Integration Flow Diagram

[User Action: Download Missing Tracks]
           ↓
[SpotifyMatchingModal: Select Artist/Album] 
           ↓
[_handle_match_confirmed(): Attach Spotify metadata]
    • download_item.matched_artist = Artist
    • download_item.matched_album = Album  
    • download_item._spotify_clean_title = Title
           ↓
[_start_download_with_artist(): Preserve metadata]
           ↓
[Download Completion]
           ↓
[_organize_matched_download(): Apply naming system]
    • _detect_album_info(): Album vs Single decision
    • _resolve_album_group(): Consistent album naming
    • _sanitize_filename(): Safe filesystem names
           ↓
[Final Organization: Clean folder structure]
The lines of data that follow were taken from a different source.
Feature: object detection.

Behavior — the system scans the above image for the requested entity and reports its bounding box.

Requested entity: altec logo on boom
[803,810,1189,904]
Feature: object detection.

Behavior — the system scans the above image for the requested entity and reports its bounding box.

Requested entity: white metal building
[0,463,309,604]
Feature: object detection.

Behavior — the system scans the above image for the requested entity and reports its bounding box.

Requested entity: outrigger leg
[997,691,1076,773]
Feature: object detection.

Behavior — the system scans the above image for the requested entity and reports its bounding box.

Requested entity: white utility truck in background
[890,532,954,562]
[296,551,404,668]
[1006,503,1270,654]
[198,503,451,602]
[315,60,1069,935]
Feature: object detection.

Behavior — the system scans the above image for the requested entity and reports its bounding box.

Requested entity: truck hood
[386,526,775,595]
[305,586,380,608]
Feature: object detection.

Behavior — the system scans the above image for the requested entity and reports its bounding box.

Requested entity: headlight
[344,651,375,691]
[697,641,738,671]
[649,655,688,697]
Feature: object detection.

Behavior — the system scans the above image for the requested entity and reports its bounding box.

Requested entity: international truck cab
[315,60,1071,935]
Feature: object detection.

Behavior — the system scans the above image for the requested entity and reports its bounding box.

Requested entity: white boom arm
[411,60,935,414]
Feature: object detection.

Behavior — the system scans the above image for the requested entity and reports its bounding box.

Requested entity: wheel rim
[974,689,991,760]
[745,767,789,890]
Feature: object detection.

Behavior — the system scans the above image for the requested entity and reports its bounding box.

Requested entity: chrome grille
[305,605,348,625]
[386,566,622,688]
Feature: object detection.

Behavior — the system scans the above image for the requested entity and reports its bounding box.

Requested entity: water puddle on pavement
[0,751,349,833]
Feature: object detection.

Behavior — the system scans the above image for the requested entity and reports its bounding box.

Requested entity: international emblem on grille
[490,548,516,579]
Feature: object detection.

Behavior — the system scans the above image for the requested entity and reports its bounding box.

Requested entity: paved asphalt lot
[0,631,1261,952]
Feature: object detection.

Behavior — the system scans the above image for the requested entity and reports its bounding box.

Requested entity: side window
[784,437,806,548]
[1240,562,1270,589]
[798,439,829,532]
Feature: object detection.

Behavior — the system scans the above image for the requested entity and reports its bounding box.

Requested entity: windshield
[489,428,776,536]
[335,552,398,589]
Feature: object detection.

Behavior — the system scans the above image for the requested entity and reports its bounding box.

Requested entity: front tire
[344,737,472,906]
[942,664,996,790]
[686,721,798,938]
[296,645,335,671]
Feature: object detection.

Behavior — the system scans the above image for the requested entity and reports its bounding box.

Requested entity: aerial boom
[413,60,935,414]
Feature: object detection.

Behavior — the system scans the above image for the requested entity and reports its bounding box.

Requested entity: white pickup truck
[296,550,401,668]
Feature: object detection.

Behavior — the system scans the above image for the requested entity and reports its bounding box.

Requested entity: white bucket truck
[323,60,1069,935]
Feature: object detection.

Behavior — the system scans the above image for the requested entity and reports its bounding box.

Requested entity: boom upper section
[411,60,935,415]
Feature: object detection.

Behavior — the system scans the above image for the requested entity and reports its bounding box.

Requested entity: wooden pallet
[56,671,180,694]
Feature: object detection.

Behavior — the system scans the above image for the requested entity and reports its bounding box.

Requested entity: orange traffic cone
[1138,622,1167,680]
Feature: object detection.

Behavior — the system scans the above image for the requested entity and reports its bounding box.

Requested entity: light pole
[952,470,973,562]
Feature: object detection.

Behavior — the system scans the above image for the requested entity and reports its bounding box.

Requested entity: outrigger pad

Why This System Is Powerful

  1. Universal Consistency: Same logic across all download methods
  2. Spotify Accuracy: Uses official metadata, not messy filenames
  3. Album Bias: Prefers proper album organization over scattered singles
  4. Smart Grouping: Prevents folder fragmentation for different editions
  5. Context Preservation: Maintains musical relationships and album integrity

The result is a pristine, professionally organized music library that looks like it was curated by a music service, regardless of how chaotic the original Soulseek files were named.


Key Files & Functions

  • ui/pages/downloads.py: Core organization logic
    • _organize_matched_download(): Main organization function
    • _detect_album_info(): Album vs single decision
    • _start_download_with_artist(): Metadata preservation
  • ui/pages/sync.py: Playlist-based download modal
  • ui/pages/artists.py: Artist discography download modal
  • ui/pages/dashboard.py: Wishlist automatic processing
  • SpotifyMatchingModal: User selection interface (shared across all modals)

This system ensures that whether you're downloading from playlists, artist pages, or the automatic wishlist, every track gets the same high-quality, Spotify-matched organization.